“ Here's what $400,000 will get you for one season in 2025: a mid-major guy who averaged fewer than 10 points on a non-NCAA Tournament team. This isn't hypothetical; that very thing has already happened multiple times in recent weeks.”
“ A role player on a mid-major that failed to make the NCAA Tournament will be paid at least $1 million next season. That's where we're at in college hoops. It's just one amazing story out of hundreds being swapped across the sport these days.”
“ A competing school swiftly came over the top and signed him for $1 million. (Another coach I checked in with to verify the story claimed the number is in fact $1.2 million.) The player was so bowled over by the offer, he signed a contract even before eventually calling and telling the other school what he'd done.”

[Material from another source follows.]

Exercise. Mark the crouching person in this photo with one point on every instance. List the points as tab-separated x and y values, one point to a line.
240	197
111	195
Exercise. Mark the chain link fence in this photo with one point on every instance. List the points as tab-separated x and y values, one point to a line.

These all jumped out at me. We’re year 4 into this and it sounds like schools aren’t doing themselves a favor by just throwing out whatever numbers instead of using past contract data for a new baseline agreement. Essentially, what professional leagues do while also keeping in mind contracts do bump over time.
Hopefully, this is what GM’s being brought in will be assessing moving forward to help place some guardrails on this and create more justified agreements.
I mean, what 18-25 year old who thought he was getting $500K wouldn’t dip if someone came out of the woods with $1.2 million for no real justified reason? Seem like careless spending to me.
Just like the pros, production, position, and age/year’s of eligibility should dictate contract value but that doesn’t seem to be the case here. This is where I think these contracts need to be public like professional ones.